How the MPC justified its rate status quo?
MPC had already hinted in the December policy minutes that rate cuts were ruled out if inflation remained high. Here is what we can gather from the policy statement.
- While inflation remained high at 7.35% for December and is expected to remain elevated in January too, the MPC expects that the sharp fall in the price of Brent crude (from $70/bbl to $54/bbl) and tempering of food prices should lower inflation.
- With GDP estimates for the full year ranging between 5.5% and 6%, the MPC underlined the need to keep the stance accommodative. However, the MPC also pointed out that the high frequency indicators like IIP and core sector had shown a turnaround in November after 3 months of negative growth. In addition, the PMI manufacturing and the PMI services for January are at a 7-year high, giving the MPC confidence to hold rates and wait for the growth impulses to kick in.
- MPC also noted that on the supply side, the Rabi sowing was 9.5% higher and with near 70% reservoir storage the stage was set for tempering of food prices. Production of the most vulnerable vegetables like onions, potatoes and tomatoes were up by 2.6% for fiscal 2020 as per early estimates.
- The MPC also observed that the external benchmarking of loans since October 2019 was beginning to work and the transmission had begun to improve. For example, the transmission in the case of G-Sec yields was almost 100% at the shorter end and close to 60% at the longer end. The marginal WALR (weighted average lending rate) on rupee loans had fallen by almost 70 bps and hence the MPC considered it worthwhile to wait for some more time for the full impact of transmission to kick in.
But, the monetary policy covered a lot more than rates
In the last few policy announcements, a lot of critical issues other than the repo rates have been dealt by the RBI. Here are some of the additional measures announced by the RBI as an adjunct to the policy announcement.
- Under the long term repo operations (LTRO) facility effective Feb 15, 2020, RBI will conduct repos of 1 year and 3 year tenors up to Rs1 trillion to keep a balance in the system and assure the money and bond market participants of durable liquidity.

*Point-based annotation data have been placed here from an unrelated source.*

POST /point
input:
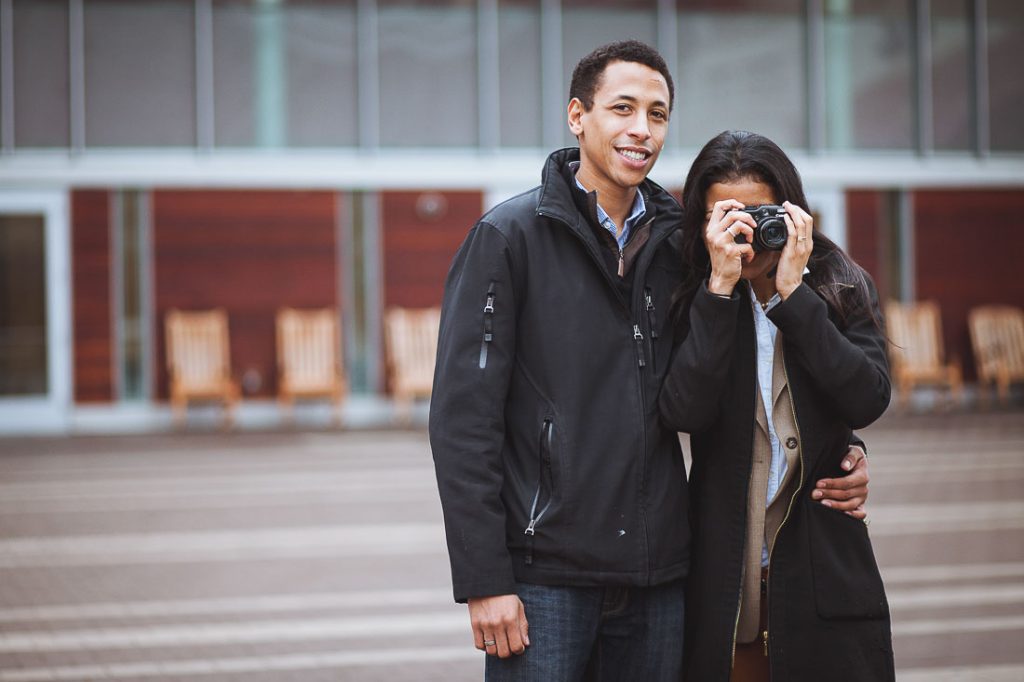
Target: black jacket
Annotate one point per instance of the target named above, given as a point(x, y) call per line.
point(545, 399)
point(827, 613)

- The RBI will be focusing on credit flow to sectors with multiplier effect. Thus banks will be allowed to deduct incremental credit to automobiles, residential houses and MSMEs from their NDTL for maintenance of CRR. This could be a big boost for directed credit.
- RBI also announced that all fresh loans to MSMEs shall be mandatorily externally benchmarked. The policy statement also announced a one-time restructuring scheme specifically aimed at reducing the burden on MSMEs.
- To simplify and streamline the payment system in India, the RBI announced the periodic publication of a Digital Payments Index (DPI) to capture digitization of payments. RBI also mooted the idea of a SRO to help digital payment to growth in a more organized way. The pan-India cheque truncation system (CTS), which was launched in 2010, is proposed to be extended pan-India by September 2020.